EFFECTS OF THE INVENTION According to the present invention, it is possible to prepare a film composed of a porous laminate which is excellent in low-temperature occluding property and retains the film shape even at high temperatures. This membrane can provide a battery separator with excellent safety.

Claims (4)

[Claims] 1. Viscosity average molecular weight (Mv) 500,000
It is composed of a laminate in which a porous membrane made of the above-mentioned ultra high molecular weight polyethylene and a non-woven fabric are laminated, the non-woven fabric has a polyethylene outer layer and a melting point of 20 ° C. higher than that of the polyethylene.

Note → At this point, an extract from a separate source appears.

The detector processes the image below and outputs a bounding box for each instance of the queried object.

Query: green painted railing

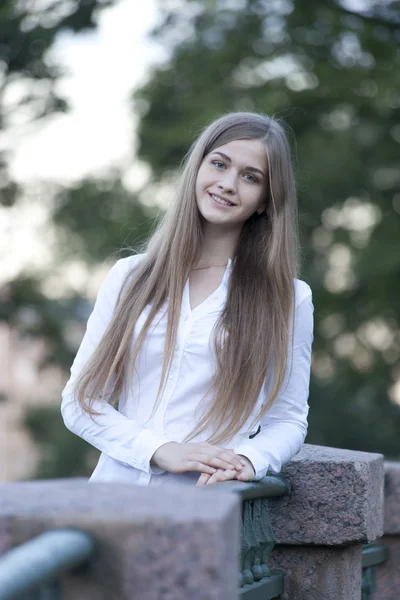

A separator for a battery, which is a non-woven fabric containing multi-layered fibers made of high resin. 2. A porous membrane made of ultra high molecular weight polyethylene (a) having a thickness of 10 to 50 μm, and (b) having an air permeability of 20 to 3
000 seconds / 100 cc, (c) Porosity 25-80%,
(D) Strength at break is 100 kg / c in both longitudinal and transverse directions
m ² or more, (e) bubble point (BP value) 2 to 5 kg
/ Cm ² , (f) Water permeability 100 liters / hr · m ² · a
The battery separator according to claim 1, wherein the separator is a porous film that blocks 50% or more of styrene latex particles having a particle size of tm or more and (g) 0.091 μm. 3. The battery separator according to claim 1, wherein the lamination is thermal lamination. 4. The battery separator according to claim 1, wherein the core of the fibers forming the nonwoven fabric is polypropylene.